Membongkar Akar Ekstremisme dan Patriarki di Malaysia
Oleh: Nursetiawati

Lp2m.uinssc.ac.id – Aizat Samsuddin, pendiri Komuniti Muslim Universal Malaysia, mengingatkan bahwa memahami “mengapa seseorang menjadi radikal” jauh lebih penting daripada sekadar menghukum setelah semuanya terjadi.
Menurutnya, kunci melawan terorisme bukanlah pada hukuman, melainkan pada upaya memahami realitas sehari-hari yang membuat seseorang mudah tertarik pada ideologi ekstrem.
Aizat menyoroti bahwa definisi tentang “terorisme” atau “ekstremisme kekerasan” sering kali bersifat politis. Siapa yang disebut teroris, dan siapa yang dianggap “pejuang agama”, ditentukan oleh aktor politik dan agama.
Padahal di balik label tersebut, ada kerentanan nyata yang kerap diabaikan yaitu kemiskinan, kekerasan domestik, atau kegelisahan anak muda yang mencari makna hidup. Banyak di antara mereka bukan haus darah, melainkan haus makna, keadilan, dan pengakuan yang tak mereka temukan di dunia nyata.
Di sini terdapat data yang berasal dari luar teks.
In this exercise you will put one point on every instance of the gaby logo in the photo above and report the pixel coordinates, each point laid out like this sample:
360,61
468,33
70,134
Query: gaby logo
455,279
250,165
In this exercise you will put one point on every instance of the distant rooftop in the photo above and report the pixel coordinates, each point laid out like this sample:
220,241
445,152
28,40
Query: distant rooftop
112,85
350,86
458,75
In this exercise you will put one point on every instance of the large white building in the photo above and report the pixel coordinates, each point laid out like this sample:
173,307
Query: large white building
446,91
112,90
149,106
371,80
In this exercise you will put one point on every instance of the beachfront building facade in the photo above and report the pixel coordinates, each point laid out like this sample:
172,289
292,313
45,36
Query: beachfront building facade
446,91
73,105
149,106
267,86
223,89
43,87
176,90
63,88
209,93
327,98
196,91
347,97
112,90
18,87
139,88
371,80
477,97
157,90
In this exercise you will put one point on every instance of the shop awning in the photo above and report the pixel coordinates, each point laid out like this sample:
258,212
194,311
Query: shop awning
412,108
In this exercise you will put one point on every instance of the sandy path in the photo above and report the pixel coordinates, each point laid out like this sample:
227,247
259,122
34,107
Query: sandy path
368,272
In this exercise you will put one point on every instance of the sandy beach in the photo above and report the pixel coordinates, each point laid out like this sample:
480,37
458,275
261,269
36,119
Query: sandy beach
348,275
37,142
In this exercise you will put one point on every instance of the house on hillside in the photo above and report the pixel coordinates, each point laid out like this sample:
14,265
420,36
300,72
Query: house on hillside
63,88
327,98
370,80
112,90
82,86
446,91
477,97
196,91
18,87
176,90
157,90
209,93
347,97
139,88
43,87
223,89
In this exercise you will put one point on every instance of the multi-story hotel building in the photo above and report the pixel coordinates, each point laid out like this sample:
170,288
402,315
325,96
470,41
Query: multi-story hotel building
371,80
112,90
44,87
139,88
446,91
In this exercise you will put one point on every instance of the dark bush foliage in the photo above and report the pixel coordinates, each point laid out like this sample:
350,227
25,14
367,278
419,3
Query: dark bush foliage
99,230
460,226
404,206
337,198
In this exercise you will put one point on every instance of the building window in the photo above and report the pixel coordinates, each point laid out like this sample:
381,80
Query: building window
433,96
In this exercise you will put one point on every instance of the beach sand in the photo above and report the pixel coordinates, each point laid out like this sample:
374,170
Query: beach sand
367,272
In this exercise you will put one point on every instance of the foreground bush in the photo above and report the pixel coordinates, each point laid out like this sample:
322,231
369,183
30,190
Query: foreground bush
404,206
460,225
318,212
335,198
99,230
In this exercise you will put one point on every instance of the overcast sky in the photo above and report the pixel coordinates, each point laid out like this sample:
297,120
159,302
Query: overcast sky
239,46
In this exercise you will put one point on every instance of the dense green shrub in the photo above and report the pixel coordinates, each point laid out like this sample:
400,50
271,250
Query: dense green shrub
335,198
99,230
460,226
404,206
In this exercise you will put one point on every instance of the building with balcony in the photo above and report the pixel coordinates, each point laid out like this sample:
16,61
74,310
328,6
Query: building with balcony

Tirani Patriarki dan Dampaknya terhadap Perempuan
Lebih menyedihkan lagi, perempuan sering kali menjadi korban sekaligus sasaran empuk sistem ekstremisme. Dalam banyak kasus, mereka didorong untuk menerima patriarki sebagai “kerangka agama”. Mereka diajarkan untuk tunduk pada suami, menutup diri dari dunia luar, dan mematuhi peran tradisional sebagai bentuk kesalehan.
Aizat menyebut fenomena ini sebagai bagian dari tirani patriarki—sebuah sistem yang menekan perempuan dengan dalih menjaga moral, namun justru menjauhkan mereka dari kebebasan berpikir dan bertindak.
Kenyataan ini tidak hanya terjadi di Malaysia. Di Indonesia, tirani patriarki hadir dalam bentuk yang berbeda, tetapi tak kalah keras. Amar Alfikar, seorang pemuda trans Muslim, pernah menceritakan bagaimana ia harus berpindah masjid setiap pekan agar bisa beribadah dengan tenang.
Ia mengungkap bahwa bahkan laki-laki transgender sering ditekan untuk tampil maskulin dan ikut menindas perempuan, seolah menjadi “laki-laki sejati” berarti melanjutkan pola patriarki. Padahal, perjuangan kesetaraan gender seharusnya menjadi ruang bersama bagi siapa pun—tanpa memandang jenis kelamin atau identitas.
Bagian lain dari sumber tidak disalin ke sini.